A team of scientists at Google Research has introduced Fluid Annotation, an intuitive human-machine collaboration interface for annotating the class label and outline of every
object and background region in an image.
Obtaining high-quality training data is speedily becoming a major strain in computer vision. This is actually the case for pixel-wise prediction tasks such as semantic segmentation, utilized in applications such as autonomous driving, robotics, and image search.
However, traditional manual labeling tools need an annotator to precisely click on the boundaries to outline each object in the image, which is obviously difficult.
Why is it so tedious? Labeling a single image in the COCO+Stuff dataset takes 19 minutes while labeling the whole dataset would take over 53k hours.
The aim of this study is to have a very efficient and natural interface, which can produce high-quality annotations with relatively less human effort than traditional manual interfaces.
Scientists say, “We explore a machine learning–powered interface for annotating the class label and outline of every object and background region in an image, accelerating the creation of labeled datasets by a factor of 3x.”
Fluid Annotation begins from the output of a strong semantic segmentation model, which a human annotator can enhance through machine-assisted edit operations utilizing a natural user interface.
They say, “Our interface empowers annotators to choose what to correct and in which order, allowing them to effectively focus their efforts on what the machine does not already know.”
It is the first investigative step towards making image annotation quicker and easier.

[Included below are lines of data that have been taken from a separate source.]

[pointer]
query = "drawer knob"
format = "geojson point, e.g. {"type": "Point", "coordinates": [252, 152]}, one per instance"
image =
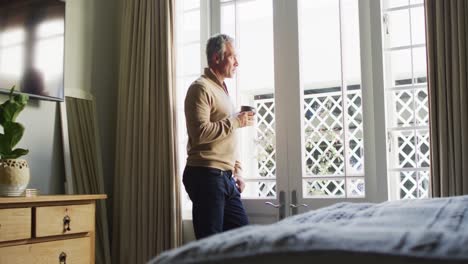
{"type": "Point", "coordinates": [63, 258]}
{"type": "Point", "coordinates": [66, 224]}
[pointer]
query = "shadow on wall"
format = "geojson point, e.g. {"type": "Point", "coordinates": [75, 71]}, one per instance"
{"type": "Point", "coordinates": [187, 231]}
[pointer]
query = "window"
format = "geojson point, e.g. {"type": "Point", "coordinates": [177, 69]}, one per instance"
{"type": "Point", "coordinates": [407, 99]}
{"type": "Point", "coordinates": [188, 69]}
{"type": "Point", "coordinates": [11, 55]}
{"type": "Point", "coordinates": [303, 66]}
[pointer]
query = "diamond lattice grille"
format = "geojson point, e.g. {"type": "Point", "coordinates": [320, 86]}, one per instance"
{"type": "Point", "coordinates": [404, 108]}
{"type": "Point", "coordinates": [421, 107]}
{"type": "Point", "coordinates": [355, 187]}
{"type": "Point", "coordinates": [414, 184]}
{"type": "Point", "coordinates": [324, 187]}
{"type": "Point", "coordinates": [355, 141]}
{"type": "Point", "coordinates": [265, 146]}
{"type": "Point", "coordinates": [406, 149]}
{"type": "Point", "coordinates": [324, 134]}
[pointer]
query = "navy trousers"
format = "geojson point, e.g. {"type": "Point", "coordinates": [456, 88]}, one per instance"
{"type": "Point", "coordinates": [217, 206]}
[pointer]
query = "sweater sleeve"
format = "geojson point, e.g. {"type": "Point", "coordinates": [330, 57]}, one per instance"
{"type": "Point", "coordinates": [200, 128]}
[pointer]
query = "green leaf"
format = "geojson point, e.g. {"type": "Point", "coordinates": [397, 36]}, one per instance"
{"type": "Point", "coordinates": [16, 153]}
{"type": "Point", "coordinates": [13, 133]}
{"type": "Point", "coordinates": [4, 149]}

Scientists added, “More precisely, to annotate an image we first run it through a pre-trained semantic segmentation model (Mask-RCNN). This generates around 1000 image segments with their class labels and confidence scores. The segments with the highest confidences are used to initialize the labeling which is presented to the annotator.”
“Afterwards, the annotator can: (1) Change the label of an existing segment choosing from a shortlist generated by the machine. (2) Add a segment to cover a missing object. The machine identifies the most likely pre-generated segments, through which the annotator can scroll and select the best one. (3) Remove an existing segment. (4) Change the depth-order of overlapping segments.”
In a paper, they say, “In future work, we aim to improve the annotation of object boundaries, make the interface faster by including more machine intelligence, and finally extend the interface to handle previous unseen classes for which efficient data collection is needed the most.”